People who participate in a political system will usually find it to their advantage to form alliances. Since the incentive is there, if the formal trappings of political parties are prohibited, this will only result in such alliances existing in informal ways (much like suppressing the market economy results in an underground economy immediately springing up). This is true for all political systems except pure autocracies and perhaps small oligarchies that are tightly-knit enough to operate with general consensus.
The U.S. founders generally had a negative view of political parties and were hoping to design a republican system that wouldn’t have them. (Madison’s Federalist Paper No. 10 is representative of this attitude.) Yet they completely failed, with the first party system appearing almost immediately after the ratification of the Constitution. Considering that the Founders were less delusional and ignorant about government than almost anyone who is studying politics today, and that they had something much closer to the blank slate to work with, their failure should be a convincing demonstration of the impracticability of the idea.
Besides all that, the real problem, of course, is that electoral politics is overall much less relevant than people imagine. Laws are today normally created by unelected professional bureaucracies and (to a lesser degree) judicial precedents, with legislatures providing only vague suggestions.
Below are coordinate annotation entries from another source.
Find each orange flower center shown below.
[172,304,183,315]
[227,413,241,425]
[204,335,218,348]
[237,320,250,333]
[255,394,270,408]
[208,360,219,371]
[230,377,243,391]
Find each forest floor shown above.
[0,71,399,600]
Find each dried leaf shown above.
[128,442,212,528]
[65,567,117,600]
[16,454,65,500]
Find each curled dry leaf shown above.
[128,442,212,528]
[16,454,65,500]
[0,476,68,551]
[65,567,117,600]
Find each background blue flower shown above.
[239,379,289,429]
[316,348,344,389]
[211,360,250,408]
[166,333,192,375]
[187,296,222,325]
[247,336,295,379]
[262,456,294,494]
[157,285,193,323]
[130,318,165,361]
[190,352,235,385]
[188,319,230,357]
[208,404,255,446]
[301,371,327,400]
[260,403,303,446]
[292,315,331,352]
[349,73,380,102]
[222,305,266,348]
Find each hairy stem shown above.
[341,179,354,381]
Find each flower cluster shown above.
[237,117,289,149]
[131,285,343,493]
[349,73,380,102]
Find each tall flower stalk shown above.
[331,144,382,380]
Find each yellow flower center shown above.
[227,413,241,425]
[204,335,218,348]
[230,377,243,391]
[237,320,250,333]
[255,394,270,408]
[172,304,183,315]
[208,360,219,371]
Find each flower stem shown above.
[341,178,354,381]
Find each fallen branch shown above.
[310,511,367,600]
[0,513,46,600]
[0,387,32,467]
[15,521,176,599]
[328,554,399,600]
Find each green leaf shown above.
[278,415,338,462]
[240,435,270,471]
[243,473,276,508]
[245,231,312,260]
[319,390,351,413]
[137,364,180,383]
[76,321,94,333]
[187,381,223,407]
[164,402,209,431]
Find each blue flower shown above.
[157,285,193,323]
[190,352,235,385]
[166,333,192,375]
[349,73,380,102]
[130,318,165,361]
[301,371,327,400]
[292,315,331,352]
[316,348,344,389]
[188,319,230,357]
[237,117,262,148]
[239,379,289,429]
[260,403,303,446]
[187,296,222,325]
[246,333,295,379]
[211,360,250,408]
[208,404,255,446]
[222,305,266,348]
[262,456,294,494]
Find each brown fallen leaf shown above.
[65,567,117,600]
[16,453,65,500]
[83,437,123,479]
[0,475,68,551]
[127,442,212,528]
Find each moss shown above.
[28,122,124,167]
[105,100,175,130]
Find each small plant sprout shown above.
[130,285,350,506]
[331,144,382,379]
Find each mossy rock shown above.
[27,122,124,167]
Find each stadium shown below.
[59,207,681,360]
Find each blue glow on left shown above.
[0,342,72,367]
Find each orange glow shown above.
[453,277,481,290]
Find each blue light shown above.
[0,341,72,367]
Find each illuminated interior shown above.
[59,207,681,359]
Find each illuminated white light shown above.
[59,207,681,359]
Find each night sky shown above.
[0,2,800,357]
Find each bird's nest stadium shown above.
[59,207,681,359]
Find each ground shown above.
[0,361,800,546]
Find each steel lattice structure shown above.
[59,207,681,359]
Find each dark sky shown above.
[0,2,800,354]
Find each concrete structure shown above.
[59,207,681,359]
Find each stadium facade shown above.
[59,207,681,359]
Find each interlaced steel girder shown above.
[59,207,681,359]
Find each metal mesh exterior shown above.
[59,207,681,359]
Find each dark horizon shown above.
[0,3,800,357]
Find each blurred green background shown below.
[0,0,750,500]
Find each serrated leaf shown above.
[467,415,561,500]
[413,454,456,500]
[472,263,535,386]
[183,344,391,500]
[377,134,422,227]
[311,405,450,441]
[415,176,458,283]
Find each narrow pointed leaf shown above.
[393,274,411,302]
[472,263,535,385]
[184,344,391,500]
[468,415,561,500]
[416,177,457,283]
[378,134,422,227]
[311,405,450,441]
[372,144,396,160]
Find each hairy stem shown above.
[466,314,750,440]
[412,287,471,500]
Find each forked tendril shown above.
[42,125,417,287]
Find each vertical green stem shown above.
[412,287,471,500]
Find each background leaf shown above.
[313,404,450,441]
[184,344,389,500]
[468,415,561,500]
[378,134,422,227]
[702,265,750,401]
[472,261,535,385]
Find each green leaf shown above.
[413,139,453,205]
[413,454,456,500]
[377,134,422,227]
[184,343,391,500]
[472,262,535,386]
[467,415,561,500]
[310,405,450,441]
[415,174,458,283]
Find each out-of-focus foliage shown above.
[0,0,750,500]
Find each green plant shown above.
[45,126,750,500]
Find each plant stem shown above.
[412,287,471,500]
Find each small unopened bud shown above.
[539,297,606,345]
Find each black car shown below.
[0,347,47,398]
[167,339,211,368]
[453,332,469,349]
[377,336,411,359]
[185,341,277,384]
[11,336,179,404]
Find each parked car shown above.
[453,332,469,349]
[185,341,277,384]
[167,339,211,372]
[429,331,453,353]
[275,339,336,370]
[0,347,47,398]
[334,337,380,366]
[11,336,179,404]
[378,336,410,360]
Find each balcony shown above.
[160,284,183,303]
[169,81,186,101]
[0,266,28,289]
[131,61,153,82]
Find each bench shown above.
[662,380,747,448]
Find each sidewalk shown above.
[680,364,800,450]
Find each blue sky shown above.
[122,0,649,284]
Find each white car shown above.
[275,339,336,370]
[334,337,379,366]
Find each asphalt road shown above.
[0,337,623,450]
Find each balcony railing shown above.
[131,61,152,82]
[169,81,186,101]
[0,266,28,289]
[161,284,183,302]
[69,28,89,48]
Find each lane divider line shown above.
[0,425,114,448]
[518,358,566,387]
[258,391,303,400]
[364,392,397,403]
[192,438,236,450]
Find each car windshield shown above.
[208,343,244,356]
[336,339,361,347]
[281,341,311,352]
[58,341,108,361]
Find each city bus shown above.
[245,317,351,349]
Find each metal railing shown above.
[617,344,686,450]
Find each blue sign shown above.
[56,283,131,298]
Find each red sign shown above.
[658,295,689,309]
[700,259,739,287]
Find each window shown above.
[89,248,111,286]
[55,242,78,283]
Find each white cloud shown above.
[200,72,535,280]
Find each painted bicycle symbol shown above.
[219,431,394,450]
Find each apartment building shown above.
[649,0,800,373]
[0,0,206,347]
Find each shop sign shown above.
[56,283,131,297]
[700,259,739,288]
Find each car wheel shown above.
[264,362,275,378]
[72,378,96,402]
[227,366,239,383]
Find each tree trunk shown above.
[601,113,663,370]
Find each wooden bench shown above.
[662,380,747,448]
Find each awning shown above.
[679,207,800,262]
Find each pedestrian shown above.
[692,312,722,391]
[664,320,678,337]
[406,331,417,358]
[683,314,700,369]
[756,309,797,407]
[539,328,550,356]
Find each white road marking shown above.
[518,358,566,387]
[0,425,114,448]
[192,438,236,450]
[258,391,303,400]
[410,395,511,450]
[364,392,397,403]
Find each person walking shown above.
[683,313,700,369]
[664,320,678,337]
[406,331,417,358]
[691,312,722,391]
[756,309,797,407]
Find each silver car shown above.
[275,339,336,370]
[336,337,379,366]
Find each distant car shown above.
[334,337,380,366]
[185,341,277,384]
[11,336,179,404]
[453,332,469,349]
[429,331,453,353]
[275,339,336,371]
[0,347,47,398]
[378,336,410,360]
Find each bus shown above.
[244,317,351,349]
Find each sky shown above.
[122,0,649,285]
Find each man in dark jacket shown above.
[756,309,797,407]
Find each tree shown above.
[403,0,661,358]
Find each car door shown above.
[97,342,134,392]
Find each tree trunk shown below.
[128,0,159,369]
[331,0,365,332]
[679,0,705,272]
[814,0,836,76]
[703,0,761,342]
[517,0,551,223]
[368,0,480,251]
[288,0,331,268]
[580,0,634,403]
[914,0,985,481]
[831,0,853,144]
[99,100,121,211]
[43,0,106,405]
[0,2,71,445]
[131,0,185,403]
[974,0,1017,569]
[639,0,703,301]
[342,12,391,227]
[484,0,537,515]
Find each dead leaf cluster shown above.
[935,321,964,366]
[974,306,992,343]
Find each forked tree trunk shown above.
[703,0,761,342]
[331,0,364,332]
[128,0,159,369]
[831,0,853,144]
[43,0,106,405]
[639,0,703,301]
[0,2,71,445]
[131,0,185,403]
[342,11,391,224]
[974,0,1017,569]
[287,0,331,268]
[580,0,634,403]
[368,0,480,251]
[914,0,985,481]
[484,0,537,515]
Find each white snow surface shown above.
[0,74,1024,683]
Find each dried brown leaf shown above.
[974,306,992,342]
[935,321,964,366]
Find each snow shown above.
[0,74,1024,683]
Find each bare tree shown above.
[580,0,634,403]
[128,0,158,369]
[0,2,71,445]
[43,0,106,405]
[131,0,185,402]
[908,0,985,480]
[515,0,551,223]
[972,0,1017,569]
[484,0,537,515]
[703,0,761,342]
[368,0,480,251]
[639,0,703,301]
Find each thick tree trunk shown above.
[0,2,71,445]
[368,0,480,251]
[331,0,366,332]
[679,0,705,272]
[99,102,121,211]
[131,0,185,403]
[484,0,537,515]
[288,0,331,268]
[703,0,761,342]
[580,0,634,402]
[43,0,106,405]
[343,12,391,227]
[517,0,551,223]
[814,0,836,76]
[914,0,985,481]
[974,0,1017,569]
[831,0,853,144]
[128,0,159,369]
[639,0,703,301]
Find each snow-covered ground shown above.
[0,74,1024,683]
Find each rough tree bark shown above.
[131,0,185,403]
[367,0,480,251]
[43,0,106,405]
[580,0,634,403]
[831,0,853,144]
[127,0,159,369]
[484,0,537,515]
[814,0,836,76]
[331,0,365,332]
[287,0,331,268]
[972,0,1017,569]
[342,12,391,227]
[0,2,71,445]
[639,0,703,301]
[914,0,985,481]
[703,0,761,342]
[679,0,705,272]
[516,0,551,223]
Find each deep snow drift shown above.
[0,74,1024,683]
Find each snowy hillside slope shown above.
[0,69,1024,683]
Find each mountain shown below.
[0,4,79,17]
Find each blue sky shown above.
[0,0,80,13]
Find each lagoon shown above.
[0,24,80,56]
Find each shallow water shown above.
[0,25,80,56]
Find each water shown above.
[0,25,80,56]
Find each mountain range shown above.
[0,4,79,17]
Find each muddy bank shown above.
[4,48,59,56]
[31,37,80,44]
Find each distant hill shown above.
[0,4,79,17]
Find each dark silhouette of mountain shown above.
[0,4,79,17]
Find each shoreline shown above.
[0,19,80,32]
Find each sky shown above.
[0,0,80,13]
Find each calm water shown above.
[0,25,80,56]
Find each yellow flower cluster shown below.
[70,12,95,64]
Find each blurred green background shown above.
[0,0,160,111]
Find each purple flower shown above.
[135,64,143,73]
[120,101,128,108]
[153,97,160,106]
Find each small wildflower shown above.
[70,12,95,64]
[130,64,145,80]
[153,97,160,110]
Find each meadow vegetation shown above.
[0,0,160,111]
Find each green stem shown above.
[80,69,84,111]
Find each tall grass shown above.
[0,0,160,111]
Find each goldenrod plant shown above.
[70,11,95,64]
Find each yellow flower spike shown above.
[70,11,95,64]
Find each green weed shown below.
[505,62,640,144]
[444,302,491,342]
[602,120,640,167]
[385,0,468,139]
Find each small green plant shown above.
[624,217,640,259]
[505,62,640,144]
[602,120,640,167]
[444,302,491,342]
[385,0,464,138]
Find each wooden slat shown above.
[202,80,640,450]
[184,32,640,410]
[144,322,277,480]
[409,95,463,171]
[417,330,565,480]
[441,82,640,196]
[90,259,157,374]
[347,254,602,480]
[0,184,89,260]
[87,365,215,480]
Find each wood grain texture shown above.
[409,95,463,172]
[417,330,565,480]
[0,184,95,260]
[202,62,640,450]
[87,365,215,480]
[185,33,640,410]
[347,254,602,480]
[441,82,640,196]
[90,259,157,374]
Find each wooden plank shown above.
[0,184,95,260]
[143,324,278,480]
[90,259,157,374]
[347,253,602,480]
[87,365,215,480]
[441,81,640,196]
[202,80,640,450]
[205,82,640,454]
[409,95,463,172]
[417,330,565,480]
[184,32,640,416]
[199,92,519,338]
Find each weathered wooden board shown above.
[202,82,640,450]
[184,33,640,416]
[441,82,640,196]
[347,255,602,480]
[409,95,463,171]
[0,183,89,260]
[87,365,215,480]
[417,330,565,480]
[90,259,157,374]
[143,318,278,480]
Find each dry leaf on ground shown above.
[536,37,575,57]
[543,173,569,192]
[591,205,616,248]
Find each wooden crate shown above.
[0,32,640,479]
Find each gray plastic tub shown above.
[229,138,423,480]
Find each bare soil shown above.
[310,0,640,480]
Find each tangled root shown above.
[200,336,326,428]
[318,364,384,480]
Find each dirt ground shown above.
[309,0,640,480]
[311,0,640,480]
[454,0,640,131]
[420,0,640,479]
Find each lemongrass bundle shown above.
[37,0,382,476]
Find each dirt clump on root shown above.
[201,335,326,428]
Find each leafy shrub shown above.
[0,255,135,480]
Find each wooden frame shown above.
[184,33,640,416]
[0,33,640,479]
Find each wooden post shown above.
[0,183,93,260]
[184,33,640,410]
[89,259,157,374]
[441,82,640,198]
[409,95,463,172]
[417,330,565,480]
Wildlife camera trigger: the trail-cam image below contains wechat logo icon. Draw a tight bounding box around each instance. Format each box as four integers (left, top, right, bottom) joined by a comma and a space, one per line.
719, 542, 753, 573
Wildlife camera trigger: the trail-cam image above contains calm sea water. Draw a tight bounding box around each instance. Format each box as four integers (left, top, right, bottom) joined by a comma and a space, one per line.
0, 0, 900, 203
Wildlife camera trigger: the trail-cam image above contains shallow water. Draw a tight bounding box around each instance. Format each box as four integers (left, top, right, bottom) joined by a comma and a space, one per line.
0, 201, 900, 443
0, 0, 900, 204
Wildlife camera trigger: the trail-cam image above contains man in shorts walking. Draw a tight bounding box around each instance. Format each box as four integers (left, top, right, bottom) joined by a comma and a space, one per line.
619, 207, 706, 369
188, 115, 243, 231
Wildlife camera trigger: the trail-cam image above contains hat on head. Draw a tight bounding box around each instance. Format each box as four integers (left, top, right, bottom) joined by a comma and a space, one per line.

The notions of “rulemaking” and “Chevron deference” are probably not discussed in the civics textbooks, but they are far more relevant for how government actually works than all the political theater on the TV.
Considering that the Founders were less delusional and ignorant about government than almost anyone who is studying politics today, and that they had something much closer to the blank slate to work with, their failure should be a convincing demonstration of the impracticability of the idea.
This is a common attitude, but I believe it’s completely wrong. It’s the same sort of thinking that leads to people saying that you can’t question Aristotle, or the Bible.
We know a lot more than the founders did, and we can do better.
On the contrary—I see a much more accurate parallel to religious dogma in the unquestioned faith that the modern respectable academic opinion just has to be more accurate and informed than people from the past on all subjects. I agree that this is normally so when it comes to hard sciences and non-ideological subjects in general. However, when it comes to ideologically charged issues, there is no good reason to believe that the modern respectable opinion can’t be spectacularly delusional by all historical standards.
My above assertion about the Founders is not based on some special reverence for them—in fact, they don’t even rank very high on my own list of historical greats of political thought. It’s based on my opinion that the contemporary state of political thought really is delusional to a level barely precedented in human history, so that being much more sane in comparison is not a particularly high bar to clear. (I could discuss the reasons why I think so, but I’m afraid that would probably be too much of an off-topic diversion.)
People who participate in a political system will usually find it to their advantage to form alliances. Since the incentive is there, if the formal trappings of political parties are prohibited, this will only result in such alliances existing in informal ways (much like suppressing the market economy results in an underground economy immediately springing up). This is true for all political systems except pure autocracies and perhaps small oligarchies that are tightly-knit enough to operate with general consensus.
The U.S. founders generally had a negative view of political parties and were hoping to design a republican system that wouldn’t have them. (Madison’s Federalist Paper No. 10 is representative of this attitude.) Yet they completely failed, with the first party system appearing almost immediately after the ratification of the Constitution. Considering that the Founders were less delusional and ignorant about government than almost anyone who is studying politics today, and that they had something much closer to the blank slate to work with, their failure should be a convincing demonstration of the impracticability of the idea.
Besides all that, the real problem, of course, is that electoral politics is overall much less relevant than people imagine. Laws are today normally created by unelected professional bureaucracies and (to a lesser degree) judicial precedents, with legislatures providing only vague suggestions. The notions of “rulemaking” and “Chevron deference” are probably not discussed in the civics textbooks, but they are far more relevant for how government actually works than all the political theater on the TV.
This is a common attitude, but I believe it’s completely wrong. It’s the same sort of thinking that leads to people saying that you can’t question Aristotle, or the Bible.
We know a lot more than the founders did, and we can do better.
On the contrary—I see a much more accurate parallel to religious dogma in the unquestioned faith that the modern respectable academic opinion just has to be more accurate and informed than people from the past on all subjects. I agree that this is normally so when it comes to hard sciences and non-ideological subjects in general. However, when it comes to ideologically charged issues, there is no good reason to believe that the modern respectable opinion can’t be spectacularly delusional by all historical standards.
My above assertion about the Founders is not based on some special reverence for them—in fact, they don’t even rank very high on my own list of historical greats of political thought. It’s based on my opinion that the contemporary state of political thought really is delusional to a level barely precedented in human history, so that being much more sane in comparison is not a particularly high bar to clear. (I could discuss the reasons why I think so, but I’m afraid that would probably be too much of an off-topic diversion.)